Scheitert die Glücksspielbehörde in Sachsen-Anhalt?

Ein interessanter Kritikpunkt der saarländischen SPD-Fraktion, der unter anderem auch von der SPD-Fraktion im Landtag von Sachsen-Anhalt geteilt wird, betrifft die geplante neue Glücksspielbehörde in Magdeburg. Die Bundesländer haben sich bei den Verhandlungen zum Glücksspielstaatsvertrag überlegt, dass eine umfassende Glücksspiel-Regulierung des Online-Bereichs nur möglich sei mit einer speziellen Behörde. Ein Blick in andere Länder genügt, um schnell zu verstehen, dass es eine Herkules-Aufgabe ist, das Online-Glücksspiel in der Praxis vernünftig zu regulieren. Schweden macht seit anderthalb Jahren zum Beispiel die Erfahrung, dass es sehr leicht ist, eine Glücksspiel-Regulierung zu beschließen, aber sehr schwer ist, die beschlossenen Regeln pragmatisch umzusetzen. Auch die UK Gambling Commission sieht sich ständig neuen Herausforderungen ausgesetzt, da sich der Online-Glücksspielmarkt sehr schnell verändert. Die SPD-Fraktionen im Saarland und in Sachsen-Anhalt befürchten, dass die neu geplante Glücksspielbehörde in Sachsen-Anhalt überhaupt nicht die nötigen Voraussetzungen mitbringen wird, um das Online-Glücksspiel vernünftig zu regulieren. An dieser Stelle sollte jeder hellhörig werden, der sich für Online Casinos interessiert. Schon bei den Verhandlungen zum Glücksspielstaatsvertrag hatte es von Experten immer wieder Hinweise gegeben, dass der Aufbau einer modernen Glücksspielbehörde alles andere als einfach sei.

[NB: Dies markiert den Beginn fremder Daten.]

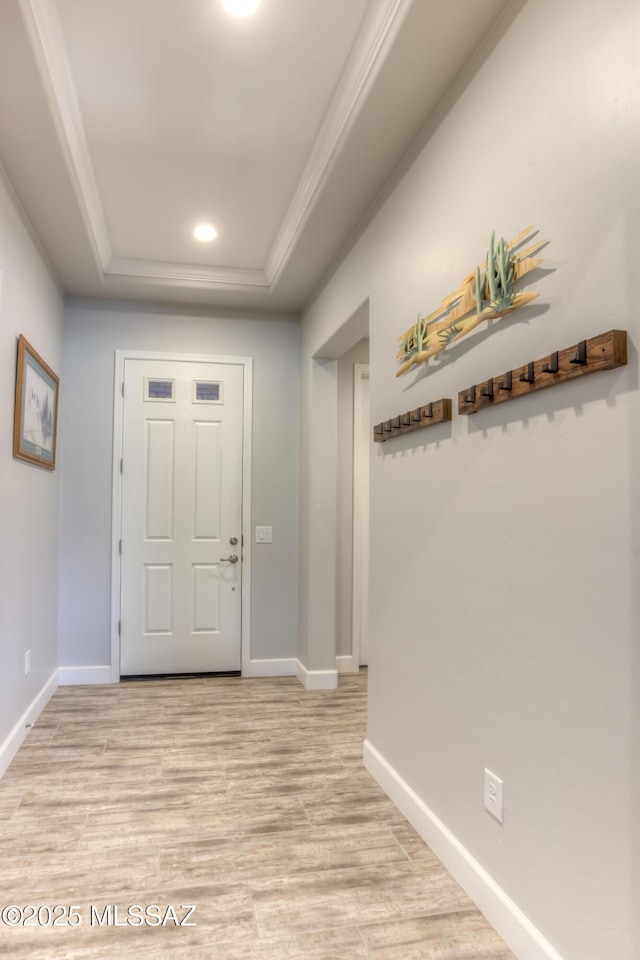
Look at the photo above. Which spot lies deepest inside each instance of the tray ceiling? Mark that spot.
(125, 123)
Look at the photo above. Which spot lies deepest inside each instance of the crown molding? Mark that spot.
(372, 45)
(44, 28)
(370, 50)
(183, 273)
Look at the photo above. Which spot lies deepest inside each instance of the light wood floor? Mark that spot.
(246, 798)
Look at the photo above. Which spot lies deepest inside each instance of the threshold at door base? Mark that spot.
(179, 676)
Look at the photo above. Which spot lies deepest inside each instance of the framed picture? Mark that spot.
(36, 413)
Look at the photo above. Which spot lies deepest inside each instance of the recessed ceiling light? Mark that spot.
(205, 232)
(241, 8)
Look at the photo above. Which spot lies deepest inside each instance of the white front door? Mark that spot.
(181, 564)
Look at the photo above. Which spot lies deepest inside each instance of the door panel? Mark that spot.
(181, 507)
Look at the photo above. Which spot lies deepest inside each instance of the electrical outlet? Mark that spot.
(493, 795)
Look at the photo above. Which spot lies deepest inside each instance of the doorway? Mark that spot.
(181, 497)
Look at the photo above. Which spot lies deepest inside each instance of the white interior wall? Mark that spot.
(344, 512)
(29, 304)
(93, 331)
(504, 548)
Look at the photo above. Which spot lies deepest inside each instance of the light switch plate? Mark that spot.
(493, 795)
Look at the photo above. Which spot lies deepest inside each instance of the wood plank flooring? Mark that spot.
(245, 798)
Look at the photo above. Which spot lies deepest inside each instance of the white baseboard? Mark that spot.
(18, 735)
(273, 668)
(503, 914)
(73, 676)
(316, 679)
(347, 664)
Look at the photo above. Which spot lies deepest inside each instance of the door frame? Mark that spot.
(360, 517)
(116, 492)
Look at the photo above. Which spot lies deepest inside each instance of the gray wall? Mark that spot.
(344, 557)
(504, 548)
(92, 333)
(29, 304)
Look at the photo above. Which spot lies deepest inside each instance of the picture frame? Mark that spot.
(35, 422)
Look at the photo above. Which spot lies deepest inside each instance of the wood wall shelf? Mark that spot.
(437, 412)
(604, 352)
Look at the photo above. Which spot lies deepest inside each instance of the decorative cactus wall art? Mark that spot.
(487, 294)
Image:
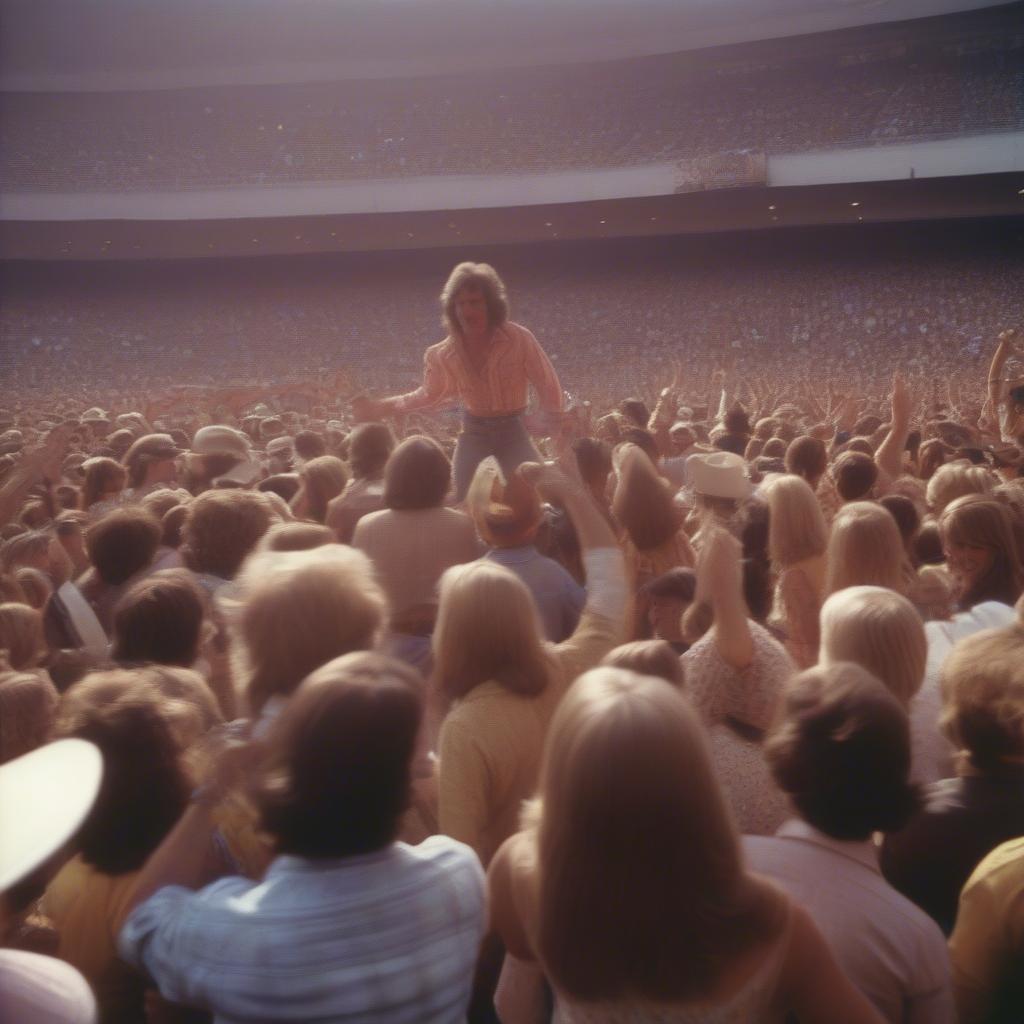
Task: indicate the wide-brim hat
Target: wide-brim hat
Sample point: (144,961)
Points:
(720,474)
(507,513)
(44,798)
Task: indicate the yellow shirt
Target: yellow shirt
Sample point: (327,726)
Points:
(83,903)
(987,944)
(492,741)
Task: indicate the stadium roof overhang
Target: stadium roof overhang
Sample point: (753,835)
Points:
(966,196)
(129,44)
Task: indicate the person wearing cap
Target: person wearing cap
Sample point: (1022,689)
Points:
(218,439)
(151,465)
(719,482)
(508,517)
(49,793)
(487,363)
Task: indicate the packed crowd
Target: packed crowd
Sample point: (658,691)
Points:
(717,713)
(588,117)
(611,321)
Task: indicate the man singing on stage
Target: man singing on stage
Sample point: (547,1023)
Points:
(487,363)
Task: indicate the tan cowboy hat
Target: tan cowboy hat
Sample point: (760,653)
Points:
(44,798)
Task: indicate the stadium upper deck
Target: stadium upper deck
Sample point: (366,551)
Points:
(948,77)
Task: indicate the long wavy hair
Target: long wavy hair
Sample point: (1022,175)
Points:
(642,888)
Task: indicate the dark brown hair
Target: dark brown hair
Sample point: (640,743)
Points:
(337,777)
(122,544)
(841,749)
(144,787)
(417,475)
(160,620)
(855,474)
(221,528)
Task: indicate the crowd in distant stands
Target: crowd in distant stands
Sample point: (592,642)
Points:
(753,635)
(623,114)
(608,329)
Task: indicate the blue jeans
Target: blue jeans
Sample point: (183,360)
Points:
(503,436)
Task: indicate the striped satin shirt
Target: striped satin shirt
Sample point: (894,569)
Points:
(390,936)
(514,361)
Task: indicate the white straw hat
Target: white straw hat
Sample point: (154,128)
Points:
(721,474)
(44,797)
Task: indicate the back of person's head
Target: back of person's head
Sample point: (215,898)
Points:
(22,640)
(855,474)
(337,775)
(927,547)
(296,537)
(160,620)
(647,657)
(864,548)
(954,480)
(309,444)
(798,528)
(879,630)
(297,610)
(221,528)
(594,460)
(370,445)
(28,548)
(905,513)
(644,440)
(417,475)
(487,630)
(102,476)
(986,526)
(643,505)
(841,750)
(122,544)
(35,585)
(144,788)
(321,480)
(983,695)
(626,759)
(636,412)
(28,708)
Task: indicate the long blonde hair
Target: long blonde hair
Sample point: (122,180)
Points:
(865,549)
(642,889)
(797,528)
(879,630)
(488,629)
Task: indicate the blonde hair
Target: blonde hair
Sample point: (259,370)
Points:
(296,610)
(797,528)
(322,479)
(634,833)
(879,630)
(479,276)
(28,707)
(488,629)
(22,636)
(954,480)
(865,548)
(983,693)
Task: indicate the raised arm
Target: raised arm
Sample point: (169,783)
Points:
(1003,351)
(437,388)
(889,457)
(542,375)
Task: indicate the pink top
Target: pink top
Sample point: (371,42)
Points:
(515,360)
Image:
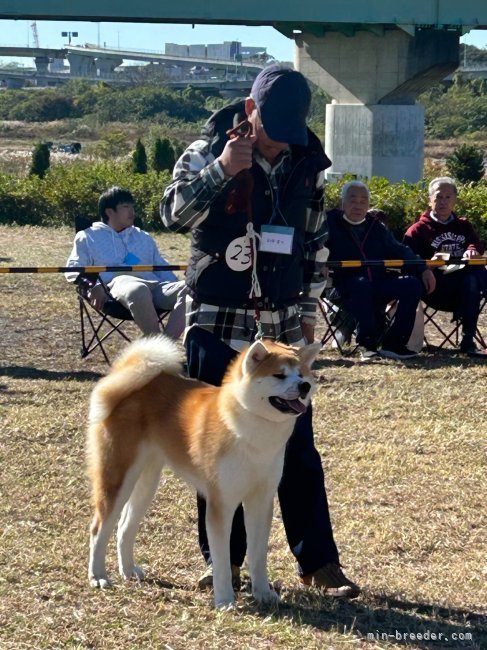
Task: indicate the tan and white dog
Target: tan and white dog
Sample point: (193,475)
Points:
(228,442)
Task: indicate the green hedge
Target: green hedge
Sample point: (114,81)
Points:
(74,188)
(68,190)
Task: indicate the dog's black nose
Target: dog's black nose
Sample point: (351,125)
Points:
(304,388)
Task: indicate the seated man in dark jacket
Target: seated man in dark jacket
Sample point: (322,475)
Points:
(440,231)
(356,234)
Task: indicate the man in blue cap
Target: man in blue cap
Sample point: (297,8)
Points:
(251,191)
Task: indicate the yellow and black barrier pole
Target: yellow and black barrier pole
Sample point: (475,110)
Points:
(140,268)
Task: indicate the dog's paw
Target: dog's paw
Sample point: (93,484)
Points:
(134,573)
(100,582)
(225,602)
(265,596)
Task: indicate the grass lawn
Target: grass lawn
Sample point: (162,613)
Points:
(404,451)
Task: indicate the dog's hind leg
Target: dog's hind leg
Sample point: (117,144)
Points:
(218,526)
(258,518)
(132,515)
(110,494)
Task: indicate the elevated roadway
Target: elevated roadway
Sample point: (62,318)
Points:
(373,57)
(283,14)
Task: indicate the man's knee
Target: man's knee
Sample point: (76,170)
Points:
(138,294)
(410,286)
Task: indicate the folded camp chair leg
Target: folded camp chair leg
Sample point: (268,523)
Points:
(87,347)
(333,320)
(451,337)
(97,340)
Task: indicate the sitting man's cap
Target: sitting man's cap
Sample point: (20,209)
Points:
(283,98)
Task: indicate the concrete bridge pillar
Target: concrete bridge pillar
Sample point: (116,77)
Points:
(373,126)
(105,66)
(81,65)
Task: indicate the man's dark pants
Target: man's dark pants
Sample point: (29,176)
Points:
(365,299)
(301,492)
(460,292)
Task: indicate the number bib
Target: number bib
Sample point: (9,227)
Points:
(238,255)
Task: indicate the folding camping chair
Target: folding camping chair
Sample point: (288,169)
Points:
(447,334)
(340,325)
(98,325)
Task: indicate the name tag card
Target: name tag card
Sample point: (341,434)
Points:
(276,239)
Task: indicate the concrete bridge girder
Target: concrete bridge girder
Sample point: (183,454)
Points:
(105,66)
(373,127)
(367,69)
(81,65)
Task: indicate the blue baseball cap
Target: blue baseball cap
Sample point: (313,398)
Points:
(282,97)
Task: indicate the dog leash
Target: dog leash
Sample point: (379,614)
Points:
(246,180)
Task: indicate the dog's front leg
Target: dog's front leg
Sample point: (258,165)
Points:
(258,518)
(218,527)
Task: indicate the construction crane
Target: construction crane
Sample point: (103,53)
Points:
(35,34)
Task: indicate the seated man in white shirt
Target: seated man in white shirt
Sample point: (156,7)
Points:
(115,241)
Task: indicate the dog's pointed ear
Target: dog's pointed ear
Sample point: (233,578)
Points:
(308,354)
(255,355)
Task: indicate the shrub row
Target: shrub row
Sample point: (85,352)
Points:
(74,188)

In Deutschland gibt es zwar viel Casino Erfahrung mit der Regulierung des klassischen Glücksspiels in Spielhallen und Spielbanken. Aber in Deutschland gibt es wohl keinen einzigen Beamten, der Erfahrung mit der Regulierung von Online Casinos hat. Bislang ist noch nichts darüber bekannt geworden, dass sich die deutschen Bundesländer zum Beispiel in Malta, Großbritannien oder Schweden darüber erkundigt haben, wie der Aufbau einer Glücksspielbehörde am besten funktioniert. Schon bei den Verhandlungen zum Glücksspielstaatsvertrag wurde an mehreren Stellen deutlich, dass die deutschen Landespolitiker nicht immer über die nötige Sachkunde verfügen. Vielleicht wäre es tatsächlich am besten, wenn der neue Glücksspielstaatsvertrag schon bei der Ratifizierung scheitern würde. Derzeit deutet vieles darauf hin, dass es zumindest eng wird. Grundsätzlich sind die seriösen Casino-Betreiber genauso wie die Anbieter von Sportwetten und Poker daran interessiert, dass eine vernünftige Regulierung vorhanden ist. Aber eine schlechte Regulierung, die dann vielleicht auch noch von einer schlecht ausgerüsteten Glücksspielbehörde umgesetzt wird, könnte zu einem echten Desaster werden. Es bleibt abzuwarten, wie sich die Situation entwickelt. Einen Plan B, der in Kraft treten wird, wenn die Ratifizierung des Glücksspielstaatsvertrags scheitern sollte, gibt es wohl nicht. Wahrscheinlich müssen die Verhandlungen dann ganz neu gestartet werden, damit die Bundesländer einen neuen Kompromiss finden.